|
Şeyh Muhyiddin’den seçilmiş sözler

Kurban bayramınız mübarek olsun.

Başlangıç zamanına göre hareket alanımız kısmen genişletilmiş olsa da, pandemiden kaynaklanan tedbirli ve tedirgin yaşayışın etkisinden henüz çıkamadık. Bu yüzden bir alacakaranlık içinde sürüyor gündelik hayatımız; dışarıya atabileceğimiz adımlardan eminiz ama adımımızı attığımız yerde ne olacağından emin değiliz.

Bu ve benzeri meşkuk hallerin hakimiyet kuracağı bir bayramın aynı alacakaranlık hissi içinde geçeceği aşikardır ama olsun, kurbanın idrakine ermek, bu vesileyle mümin kulaklara tebrik ve esenlik kelimeleriyle erişmek de bir nimettir. Yeter ki mezkur alacakaranlıkta gönüllerimiz karanlığa boğulmamış olsun. Asıl tehlikeli olan budur.

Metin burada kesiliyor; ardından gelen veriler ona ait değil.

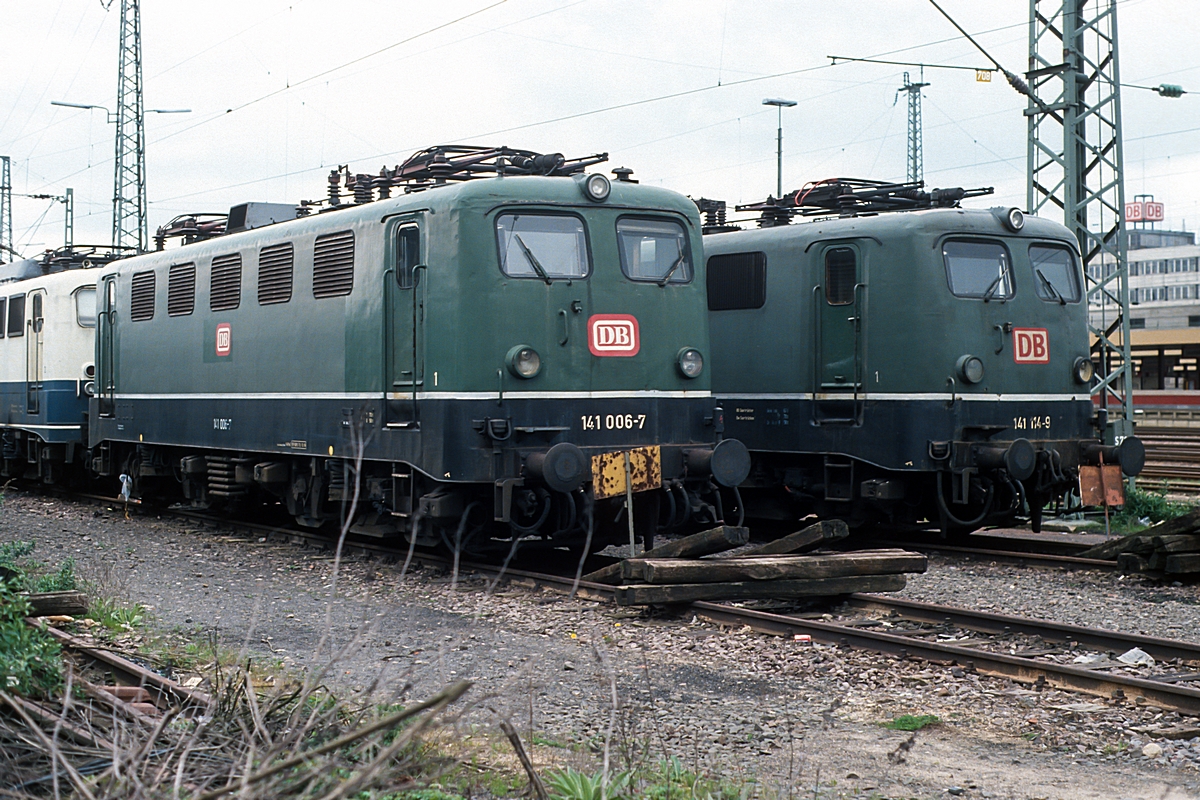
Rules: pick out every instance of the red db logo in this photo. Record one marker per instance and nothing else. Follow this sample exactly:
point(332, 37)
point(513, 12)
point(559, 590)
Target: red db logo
point(613, 335)
point(1031, 346)
point(225, 338)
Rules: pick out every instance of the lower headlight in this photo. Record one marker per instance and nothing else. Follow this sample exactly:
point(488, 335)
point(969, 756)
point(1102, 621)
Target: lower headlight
point(1084, 370)
point(690, 362)
point(970, 368)
point(523, 361)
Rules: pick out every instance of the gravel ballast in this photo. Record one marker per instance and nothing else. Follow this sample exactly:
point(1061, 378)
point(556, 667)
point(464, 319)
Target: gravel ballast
point(785, 714)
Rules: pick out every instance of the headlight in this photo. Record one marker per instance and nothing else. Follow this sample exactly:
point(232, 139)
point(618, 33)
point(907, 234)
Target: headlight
point(1014, 220)
point(690, 362)
point(597, 187)
point(1084, 370)
point(523, 361)
point(970, 368)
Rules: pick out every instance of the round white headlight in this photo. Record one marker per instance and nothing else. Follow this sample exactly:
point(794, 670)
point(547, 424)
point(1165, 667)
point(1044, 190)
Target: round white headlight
point(597, 187)
point(1014, 220)
point(690, 362)
point(1084, 370)
point(523, 361)
point(970, 368)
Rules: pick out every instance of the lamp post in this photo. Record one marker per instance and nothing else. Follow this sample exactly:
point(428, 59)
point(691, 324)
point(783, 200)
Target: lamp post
point(780, 104)
point(129, 182)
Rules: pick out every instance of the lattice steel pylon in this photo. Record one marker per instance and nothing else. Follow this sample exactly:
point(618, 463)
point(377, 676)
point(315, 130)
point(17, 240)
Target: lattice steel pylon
point(916, 136)
point(1075, 167)
point(6, 246)
point(130, 179)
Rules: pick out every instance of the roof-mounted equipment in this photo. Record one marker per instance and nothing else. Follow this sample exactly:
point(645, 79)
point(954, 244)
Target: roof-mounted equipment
point(850, 197)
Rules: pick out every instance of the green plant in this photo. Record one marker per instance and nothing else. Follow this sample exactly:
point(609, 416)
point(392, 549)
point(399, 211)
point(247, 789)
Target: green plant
point(573, 785)
point(30, 661)
point(114, 615)
point(910, 722)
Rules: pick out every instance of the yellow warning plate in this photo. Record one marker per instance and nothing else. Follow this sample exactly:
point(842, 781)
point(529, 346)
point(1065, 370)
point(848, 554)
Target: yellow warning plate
point(642, 464)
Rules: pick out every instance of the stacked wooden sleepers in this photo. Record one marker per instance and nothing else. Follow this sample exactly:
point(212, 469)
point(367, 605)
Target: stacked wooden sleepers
point(1170, 547)
point(676, 572)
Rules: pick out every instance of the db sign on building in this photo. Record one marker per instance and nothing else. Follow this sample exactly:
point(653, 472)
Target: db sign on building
point(613, 335)
point(1145, 211)
point(1031, 346)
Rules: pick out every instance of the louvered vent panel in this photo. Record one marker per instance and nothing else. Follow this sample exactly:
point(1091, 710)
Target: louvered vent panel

Bu manada ihtiva ettikleri hakikatlerin güzelliğiyle duyan, anlayan ve hüzünlenen kalplerimize aynı zamanda bir ödül olması dileğiyle, bayram günü için Fütûhât-ı Mekkiyye’den (FM; Ekrem Demirli çevirisiyle) seçtiğim sözlerin dokuzuncusunu sunuyorum:

Diyor ki Şeyh Muhyiddin:

“Vasat (...) zahir ve batında kendisinde meydana gelen iddianın bulunduğu yerdir. Allah’ın, ilk yaratılışı ile o yaratılışa dönüşü görmeyi nasip ettiği insan iddiada bulunmaz.” (FM, 17:82)

“Kuvvet ancak toplamın (mecmu’) hakikatiyle tezahür eden şeydir. (FM, 17:82)

“Dünya insana hamiledir ve herem yani yaşlılık hali onun doğum ayıdır. Bu doğumla birlikte yeryüzü insanı karnından çıkartarak ahiret menzillerinin ilki olan berzaha doğurur. (...) Kendisine duyuda gerçekleştirmek üzere güç ve kudret yetirilemeyen bir şeyi ise insan kendi hayalinde meydana getirebilir. Hayalde meydana getirilen söz konusu şey, ahiret yurdunda duyulur olarak histe meydana gelir.” (FM, 17:83)

“Görülen, bizi görüyor olması bakımından var olan bir şeydir.” (FM, 17:132)

“Batın olan Allah değil, biziz.” (FM, 17:135)

“Bir varlık ancak kendinde bulunan bir şeyden haz alabileceği gibi, ancak kendisinde bilfiil bulunandan acı duyabilir.” (FM, 17:135)

“Görebilmenin sebebi, görülenin istidadıdır.” (FM, 17:205)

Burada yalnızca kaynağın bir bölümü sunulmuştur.